AOC was publicly accosted by Florida Representative Ted Yoho when he called her a “F*cking b*tch” when she spoke of the over policing of marginalized communities. AOC did not tolerate the disrespect and responded to Yoho by saying “B*tches get stuff done.” Rodriguez admires her response, believing that the disrespect goes beyond a mere disagreement in policies, but is instead rooted in internalized stereotypes. 

“People just want to dismiss AOC as a crazy Latina who’s screaming into the mic about radical ideas,” Rodriguez said, “when in reality, they’re challenged and intimidated by a strong opinionated woman and aren’t ready to hear refreshing ideas. I admire her response because she doesn’t take any shit from anyone.”

AOC’s background as a Latina from the Bronx pushes the boundaries of what the common congresswoman looks like. By drawing her own experiences from her upbringing to address issues in Congress, she differentiates herself from other politicians. Her dedication to creating change makes her more a part of the community she represents, rather than being above them.

“She isn’t your typical born wealthy girl,” Rodriguez said. “She is here to challenge the common status quo and bring in the youth to do so. She focuses on winning the hearts of a person through her ideas instead of focusing on votes.”

Other than seeing Latinas in TV and media, it’s equally important to see women of all background representation in Congress. Her presence in the House allows for young Latinas to see themselves creating change on a national level. It also brings up the idea that Congress needs more diversity from women in different cultural, racial, and religious backgrounds. Although prominent representatives like AOC, Ilhan Omar, and Rashida Tlaib go above and beyond to bring the voices of their communities to light, it shouldn’t end there. 

“We don’t solely need Latina women better represented in Congress — we need more than the typical white man who will bring ideas that only cater to their experiences,” Rodriguez said. “We need people from these underrepresented communities to connect them with Congress. To only have one demographic represented isn’t accurate to America.”

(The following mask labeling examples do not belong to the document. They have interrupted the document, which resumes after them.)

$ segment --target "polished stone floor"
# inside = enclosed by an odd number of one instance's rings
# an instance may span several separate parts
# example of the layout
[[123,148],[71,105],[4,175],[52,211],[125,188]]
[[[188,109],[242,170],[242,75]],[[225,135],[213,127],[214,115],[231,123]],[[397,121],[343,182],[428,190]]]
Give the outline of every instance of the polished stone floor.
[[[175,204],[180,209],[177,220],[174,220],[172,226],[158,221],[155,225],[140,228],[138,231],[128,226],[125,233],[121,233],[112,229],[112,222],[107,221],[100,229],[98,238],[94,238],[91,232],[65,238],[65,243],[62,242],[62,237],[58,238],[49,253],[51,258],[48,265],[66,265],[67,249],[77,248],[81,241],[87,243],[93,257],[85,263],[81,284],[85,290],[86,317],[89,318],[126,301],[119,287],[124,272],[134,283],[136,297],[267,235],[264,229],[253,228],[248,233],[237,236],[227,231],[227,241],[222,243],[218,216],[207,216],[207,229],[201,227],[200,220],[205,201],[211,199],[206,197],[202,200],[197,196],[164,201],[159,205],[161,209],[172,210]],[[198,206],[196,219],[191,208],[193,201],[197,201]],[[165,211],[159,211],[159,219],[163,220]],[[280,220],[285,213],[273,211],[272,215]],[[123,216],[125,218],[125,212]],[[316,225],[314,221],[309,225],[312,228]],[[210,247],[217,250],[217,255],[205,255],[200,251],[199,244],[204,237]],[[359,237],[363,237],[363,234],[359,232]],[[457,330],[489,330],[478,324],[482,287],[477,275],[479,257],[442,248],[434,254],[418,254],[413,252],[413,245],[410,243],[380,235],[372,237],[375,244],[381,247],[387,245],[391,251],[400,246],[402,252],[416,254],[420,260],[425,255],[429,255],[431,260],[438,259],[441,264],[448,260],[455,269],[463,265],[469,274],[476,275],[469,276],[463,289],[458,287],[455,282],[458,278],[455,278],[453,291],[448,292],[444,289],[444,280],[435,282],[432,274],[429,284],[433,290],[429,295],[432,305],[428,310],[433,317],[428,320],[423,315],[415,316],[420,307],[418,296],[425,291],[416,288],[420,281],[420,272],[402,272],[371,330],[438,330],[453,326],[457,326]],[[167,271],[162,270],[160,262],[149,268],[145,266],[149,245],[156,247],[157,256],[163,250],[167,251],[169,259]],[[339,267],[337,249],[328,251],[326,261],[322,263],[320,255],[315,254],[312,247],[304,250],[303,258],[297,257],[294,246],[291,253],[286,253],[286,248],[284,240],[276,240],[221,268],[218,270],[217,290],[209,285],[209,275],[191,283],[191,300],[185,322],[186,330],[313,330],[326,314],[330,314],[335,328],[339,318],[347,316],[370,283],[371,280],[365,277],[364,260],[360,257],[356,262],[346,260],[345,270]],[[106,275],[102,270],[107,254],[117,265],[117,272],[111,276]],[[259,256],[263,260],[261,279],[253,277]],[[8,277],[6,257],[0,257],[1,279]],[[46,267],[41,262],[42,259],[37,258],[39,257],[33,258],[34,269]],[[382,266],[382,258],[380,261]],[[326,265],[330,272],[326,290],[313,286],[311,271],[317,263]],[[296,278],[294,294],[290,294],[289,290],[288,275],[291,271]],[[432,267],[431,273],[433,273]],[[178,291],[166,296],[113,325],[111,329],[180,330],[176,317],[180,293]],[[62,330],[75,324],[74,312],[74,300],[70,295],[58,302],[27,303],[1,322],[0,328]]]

AOC’s confidence, dedication, and strong will has changed the game for the House of Representatives and for young Latinas across the nation. She stands for more than her political beliefs, but for a future where Latinas can stand up for their communities on a national level. We can admire her for far more than her commitment to creating change for her community but carrying herself with grace when confronted with aggression. We can admire her for being engaged with us through social media, being true to her beliefs; and most of all, for laying a foundation for future generations to continue a legacy where we confront oppression and injustice.


Editor’s note: Click here to read this piece in Spanish via La DePaulia.

Correction (9/2/2020): A previous version of this story included a headline that featured an incorrect spelling of Alexandria Ocasio-Cortez’s first name. The headline has since been updated to reflect the correct spelling.